Stanfield Secondary School is a public high school in Stanfield, Oregon, United States.

==Academics==
Stanfield Secondary School and Stanfield Elementary are both classified as being Outstanding according to the 2011-2012 state report card.
In 2008, 64% of the school's seniors received their high school diploma. Of 33 students, 21 graduated, 7 dropped out and 5 remained in high school.
Stanfield offers its students dual-credit classes through Eastern Oregon University, and BMCC. They can also take a various amount of classes through expanded options. They offer their students Acellus for independent study.

==Athletics==
Stanfield is very well known for its baseball program, coached under Bryan Johnson. Under the 10 years Johnson was coach, the Tigers went 201–81. They captured five league titles, five district titles, four state final four appearances, and two state championships. In 2011, Stanfield captured the OSAA 2A state championship. In 2016, they defeated the #1 ranked seed Santiam Christian 5-4 and garnered the OSAA 3A state title.

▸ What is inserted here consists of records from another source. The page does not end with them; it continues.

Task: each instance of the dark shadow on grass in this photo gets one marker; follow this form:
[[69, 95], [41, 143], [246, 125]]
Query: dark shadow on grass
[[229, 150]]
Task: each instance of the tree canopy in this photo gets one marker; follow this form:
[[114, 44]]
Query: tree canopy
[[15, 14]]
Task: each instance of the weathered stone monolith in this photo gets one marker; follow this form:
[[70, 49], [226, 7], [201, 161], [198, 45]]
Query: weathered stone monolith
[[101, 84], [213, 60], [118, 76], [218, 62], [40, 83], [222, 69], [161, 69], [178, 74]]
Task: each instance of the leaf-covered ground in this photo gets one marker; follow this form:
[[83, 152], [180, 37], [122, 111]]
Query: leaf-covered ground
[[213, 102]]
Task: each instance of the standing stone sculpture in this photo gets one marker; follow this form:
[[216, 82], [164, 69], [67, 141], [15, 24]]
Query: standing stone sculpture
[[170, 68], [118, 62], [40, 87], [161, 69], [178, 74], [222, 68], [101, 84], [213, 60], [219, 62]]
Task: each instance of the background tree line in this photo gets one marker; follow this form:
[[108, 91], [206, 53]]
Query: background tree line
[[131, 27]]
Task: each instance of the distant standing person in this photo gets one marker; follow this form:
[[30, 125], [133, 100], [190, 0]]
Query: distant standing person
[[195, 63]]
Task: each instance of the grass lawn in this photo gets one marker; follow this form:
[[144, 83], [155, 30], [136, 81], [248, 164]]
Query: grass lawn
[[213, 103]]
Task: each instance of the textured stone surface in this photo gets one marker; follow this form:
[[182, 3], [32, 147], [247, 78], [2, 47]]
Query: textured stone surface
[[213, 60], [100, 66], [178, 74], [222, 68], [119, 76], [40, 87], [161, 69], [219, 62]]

Stanfield's football program won the state title in 1956 and 1957, respectively. Under head coach Davy Salas, the Tigers have been a very competitive opponent across the state. In 2015, Stanfield made a cinderella run to the state semi-finals as the #9 seed. They ultimately fell to the Kennedy Trojans 20–34. In 2016, the Stanfield Tigers made the state championship game as the #2 seed. In the game, they were pitted against the Regis Rams, who they had beaten earlier in the season 20–14. However, ultimately in the championship game Regis defeated Stanfield by the score of 53–14. The 59 year championship drought continues.

The Tigers have a very well respected basketball program. Under the tutelage of head coach Daniel Sharp, the Tigers made 6 state tournament appearances out of the 8 years he was coach, including a 2013 3rd place state finish, the best in program history. Sharp ended his tenure as boys head coach in 2015. The boys have yet to reach the state tournament since.

The Stanfield lady Tigers were 1–23 in the 2013–2014 season. However, in the 2014–2015 season Daniel Sharp began his tenure as head coach and turned the lady Tigers around. He coached them to a 10–15 record, which garnered him 2014-2015 the Columbia Basin Conference coach of the year. The lady Tigers were 10–13 in the 2015–2016 season.

The Stanfield boys cross country team won its only state title in 2001.

The Stanfield boys track team won its only state title in 1999.